+ learner first aid

First aid: read the overview, copy one worked example by hand, then try explaining the key rule without looking.

+ Math syllabus context

Current Mathematics path is the active Basic Mathematics syllabus. The 2023 Mathematics syllabus is a transition path expected to take effect from January 2027; this wiki will update the lead path in late 2026.

Statistics (Form III)

Core Concepts

Statistics is the branch of mathematics dealing with the collection, presentation, analysis, and interpretation of numerical data. In the NECTA Basic Mathematics syllabus, mastering how to organize raw data into tables, graphically visualize it, and extract Measures of Central Tendency (Mean, Median, Mode) is critical.

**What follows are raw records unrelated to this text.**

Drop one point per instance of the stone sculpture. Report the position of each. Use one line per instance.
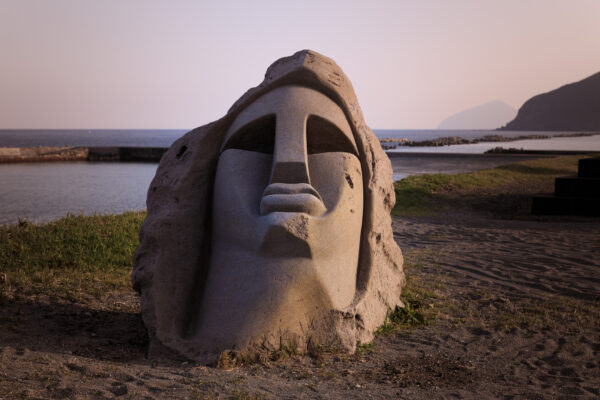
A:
(271, 225)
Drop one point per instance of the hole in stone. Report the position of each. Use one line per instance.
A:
(258, 136)
(182, 150)
(349, 180)
(323, 137)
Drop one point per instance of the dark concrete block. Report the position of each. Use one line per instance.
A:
(551, 205)
(589, 167)
(577, 187)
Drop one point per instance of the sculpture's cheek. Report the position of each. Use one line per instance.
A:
(338, 179)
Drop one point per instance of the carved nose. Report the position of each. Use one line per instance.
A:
(289, 156)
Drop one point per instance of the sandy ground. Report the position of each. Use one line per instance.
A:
(518, 319)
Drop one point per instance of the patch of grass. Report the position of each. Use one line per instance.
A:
(76, 258)
(422, 301)
(421, 195)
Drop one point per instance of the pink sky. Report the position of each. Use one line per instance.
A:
(180, 64)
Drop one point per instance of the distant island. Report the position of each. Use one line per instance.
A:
(485, 116)
(573, 107)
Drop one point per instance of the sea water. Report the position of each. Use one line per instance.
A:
(42, 192)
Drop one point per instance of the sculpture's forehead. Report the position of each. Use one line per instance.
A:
(293, 103)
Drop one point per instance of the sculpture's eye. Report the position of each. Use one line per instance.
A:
(323, 137)
(258, 136)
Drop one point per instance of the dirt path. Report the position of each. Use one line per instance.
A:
(518, 319)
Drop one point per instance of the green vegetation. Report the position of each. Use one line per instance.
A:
(422, 301)
(76, 258)
(420, 195)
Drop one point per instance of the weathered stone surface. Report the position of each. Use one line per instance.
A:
(271, 225)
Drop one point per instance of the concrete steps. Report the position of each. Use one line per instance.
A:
(573, 195)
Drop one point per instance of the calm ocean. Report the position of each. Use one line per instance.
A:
(165, 137)
(42, 192)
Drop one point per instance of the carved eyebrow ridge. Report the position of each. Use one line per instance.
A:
(257, 135)
(322, 136)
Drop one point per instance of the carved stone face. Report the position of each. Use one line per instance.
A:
(287, 218)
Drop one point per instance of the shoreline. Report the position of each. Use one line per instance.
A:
(393, 143)
(67, 153)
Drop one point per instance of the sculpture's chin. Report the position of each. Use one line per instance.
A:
(292, 203)
(287, 236)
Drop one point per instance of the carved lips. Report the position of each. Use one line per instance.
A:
(291, 197)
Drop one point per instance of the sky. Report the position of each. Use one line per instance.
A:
(146, 64)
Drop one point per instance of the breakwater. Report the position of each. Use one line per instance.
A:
(392, 143)
(67, 153)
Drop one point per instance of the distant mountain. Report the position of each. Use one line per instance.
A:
(486, 116)
(573, 107)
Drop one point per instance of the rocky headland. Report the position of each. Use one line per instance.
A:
(573, 107)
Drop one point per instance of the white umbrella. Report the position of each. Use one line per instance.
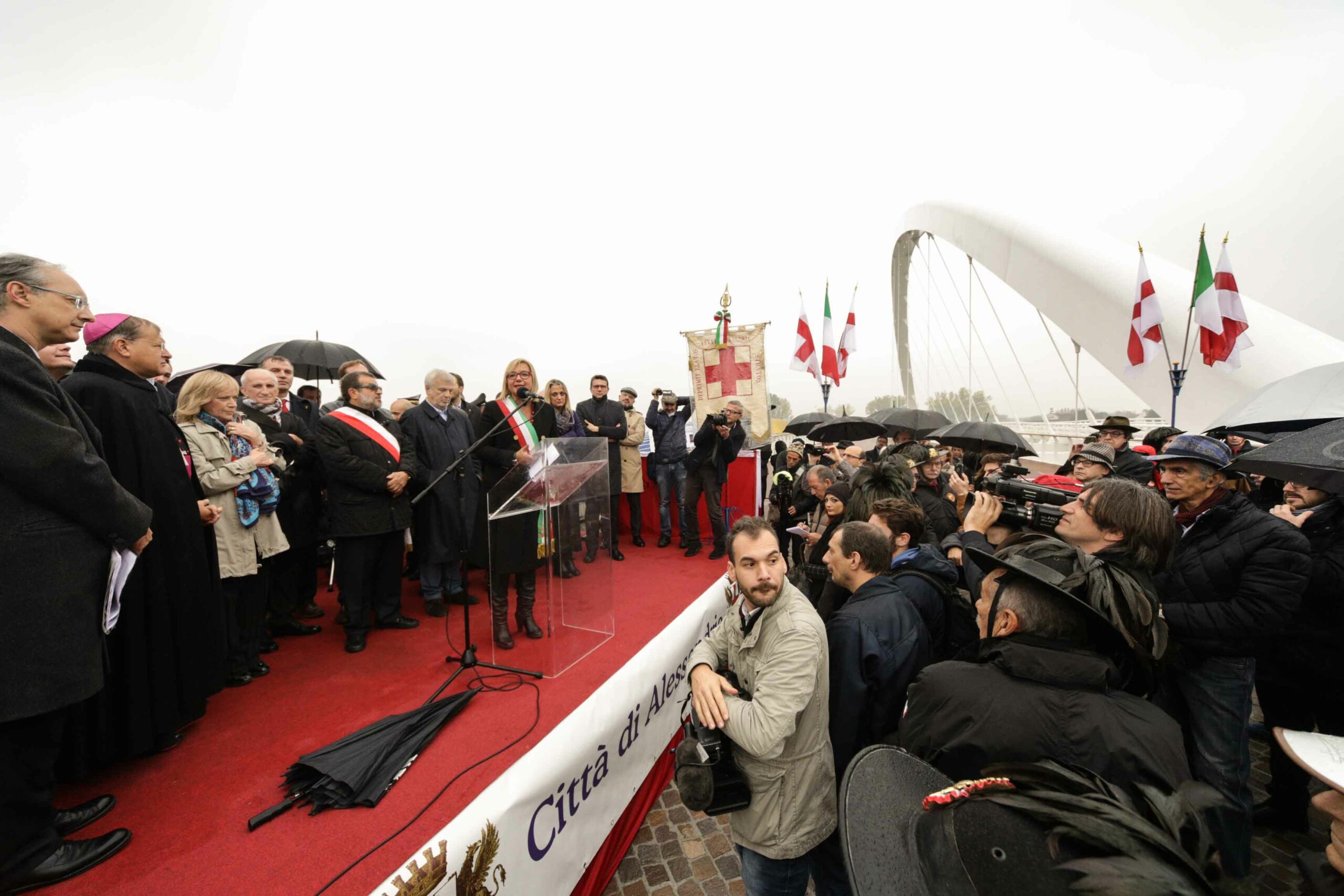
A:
(1297, 402)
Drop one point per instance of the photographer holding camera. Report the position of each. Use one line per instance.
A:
(717, 444)
(776, 645)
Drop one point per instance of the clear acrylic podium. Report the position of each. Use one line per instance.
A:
(565, 489)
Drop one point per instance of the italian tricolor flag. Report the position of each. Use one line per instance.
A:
(830, 364)
(1218, 311)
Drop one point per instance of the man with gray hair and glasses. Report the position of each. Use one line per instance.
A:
(64, 513)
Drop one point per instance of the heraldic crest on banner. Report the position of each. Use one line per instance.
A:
(729, 363)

1. Simple Data Representation

When data sets are relatively small or categorical, we use simple graphical tools. The fundamental principle is to visually represent the frequency (the number of times an observation occurs) of each category.

  • Pictograms: Data is represented using symbols or pictures. A key is provided to show what quantity each symbol represents. While intuitive, they can be visually imprecise when depicting fractions of a symbol.
  • Bar Charts: Frequencies are shown using rectangular bars. The height (or length) of each bar is directly proportional to its frequency. Bars are separated by equal gaps, emphasizing that the categories are distinct or discrete.
  • Line Graphs: Data points $(x, y)$ are plotted on a Cartesian plane and connected by straight lines. They are mostly used for time-series data to show trends over a continuous period.
  • Pie Charts: A circular chart divided into sectors. The entire circle represents the total frequency ($360^\circ$). The area (and thus the central angle) of each sector is proportional to the frequency of that category.

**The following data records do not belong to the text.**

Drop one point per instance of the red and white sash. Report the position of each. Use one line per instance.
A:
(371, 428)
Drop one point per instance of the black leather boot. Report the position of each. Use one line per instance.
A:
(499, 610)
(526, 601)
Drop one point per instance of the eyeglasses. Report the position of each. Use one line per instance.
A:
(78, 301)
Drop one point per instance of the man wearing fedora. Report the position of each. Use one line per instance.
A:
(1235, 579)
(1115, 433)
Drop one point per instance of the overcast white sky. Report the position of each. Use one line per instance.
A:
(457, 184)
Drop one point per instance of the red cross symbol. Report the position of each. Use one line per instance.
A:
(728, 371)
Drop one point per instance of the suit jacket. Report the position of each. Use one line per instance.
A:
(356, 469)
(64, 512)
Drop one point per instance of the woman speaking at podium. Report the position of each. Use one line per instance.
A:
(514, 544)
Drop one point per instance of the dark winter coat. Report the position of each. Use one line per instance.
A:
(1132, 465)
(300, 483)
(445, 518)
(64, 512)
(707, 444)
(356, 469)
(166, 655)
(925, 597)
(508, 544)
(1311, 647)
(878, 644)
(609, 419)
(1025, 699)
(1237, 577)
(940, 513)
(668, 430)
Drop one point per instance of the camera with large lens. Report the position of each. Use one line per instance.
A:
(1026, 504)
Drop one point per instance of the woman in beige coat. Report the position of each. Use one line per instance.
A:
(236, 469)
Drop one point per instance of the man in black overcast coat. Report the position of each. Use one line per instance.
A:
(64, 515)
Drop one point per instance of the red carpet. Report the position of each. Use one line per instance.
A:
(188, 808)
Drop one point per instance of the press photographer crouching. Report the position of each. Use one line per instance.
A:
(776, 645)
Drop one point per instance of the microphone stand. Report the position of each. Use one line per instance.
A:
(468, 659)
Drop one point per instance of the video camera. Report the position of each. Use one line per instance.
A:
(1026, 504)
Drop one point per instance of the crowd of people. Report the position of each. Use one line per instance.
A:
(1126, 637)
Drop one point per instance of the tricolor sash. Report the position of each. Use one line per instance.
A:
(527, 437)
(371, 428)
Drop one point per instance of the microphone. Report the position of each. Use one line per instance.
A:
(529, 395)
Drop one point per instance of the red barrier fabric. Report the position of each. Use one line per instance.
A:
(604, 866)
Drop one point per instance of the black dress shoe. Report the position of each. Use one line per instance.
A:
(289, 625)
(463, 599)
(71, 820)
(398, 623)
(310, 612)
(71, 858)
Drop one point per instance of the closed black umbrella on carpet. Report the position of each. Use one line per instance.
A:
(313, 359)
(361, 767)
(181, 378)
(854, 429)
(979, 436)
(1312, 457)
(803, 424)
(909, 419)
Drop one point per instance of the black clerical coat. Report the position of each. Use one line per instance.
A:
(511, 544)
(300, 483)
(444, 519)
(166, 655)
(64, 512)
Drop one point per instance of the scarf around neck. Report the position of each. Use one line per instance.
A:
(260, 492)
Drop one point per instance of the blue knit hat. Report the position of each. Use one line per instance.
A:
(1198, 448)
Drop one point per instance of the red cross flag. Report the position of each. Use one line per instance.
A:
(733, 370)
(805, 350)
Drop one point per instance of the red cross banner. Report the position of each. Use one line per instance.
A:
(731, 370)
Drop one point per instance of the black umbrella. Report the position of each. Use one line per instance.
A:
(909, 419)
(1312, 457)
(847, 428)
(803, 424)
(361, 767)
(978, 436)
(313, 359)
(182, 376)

Derivation of the Sector Angle: If the total frequency $\sum f$ corresponds to $360^\circ$, then $1$ unit of frequency corresponds to $\frac{360^\circ}{\sum f}$. For a category with frequency $f_i$, the angle $\theta_i$ is: $$\theta_i = \frac{f_i}{\sum f} \times 360^\circ$$

2. Frequency Distribution Tables

For large sets of continuous data, we group raw data into class intervals to form a grouped frequency distribution table. This condenses the data, making it easier to analyze.

  • Class Limits vs. Class Boundaries: Class limits are the exact smallest and largest values grouped in a class (e.g., $65 - 69$). However, this leaves a gap between classes (from $69$ to $70$). To create a continuous scale, we define class boundaries. We subtract $0.5$ from the lower limit to get the lower class boundary ($L$), and add $0.5$ to the upper limit to get the upper class boundary ($U$). For the $65-69$ class, the boundaries are $64.5 - 69.5$.
  • Class Mark / Midpoint ($x$): The center of the class interval, acting as a mathematical representative for all data points in that class.
  • $$x = \frac{\text{Lower Limit} + \text{Upper Limit}}{2}$$

  • Class Width / Size ($i$ or $c$): The difference between the upper and lower boundaries (not limits).
  • $$i = U - L$$

Measures of Central Tendency

  • Mean ($\bar{x}$): The arithmetic average. For grouped data, we use the midpoints ($x$):
  • $$\bar{x} = \frac{\sum fx}{\sum f}$$ Assumed Mean Method: To simplify large calculations, we can choose an Assumed Mean ($A$), usually the midpoint of the central class, and find deviations $d = x - A$. $$\bar{x} = A + \frac{\sum fd}{\sum f}$$

  • Median: The central value when data is sorted. For grouped data, we locate the median class where the cumulative frequency reaches $\frac{N}{2}$ (where $N = \sum f$). We then interpolate to find the exact median:
  • $$\text{Median} = L + \left( \frac{\frac{N}{2} - n_b}{n_w} \right) i$$ Derivation Intuition: We start at the lower boundary of the median class ($L$). We need to "step into" the class by a certain number of data points to reach the exact middle position ($\frac{N}{2}$). We have already accumulated $n_b$ points in the previous classes, so we need $\frac{N}{2} - n_b$ more points. Since there are $n_w$ total points evenly spread across the class width ($i$), the fraction of the class width we must add to $L$ is exactly $\frac{\frac{N}{2} - n_b}{n_w} \times i$.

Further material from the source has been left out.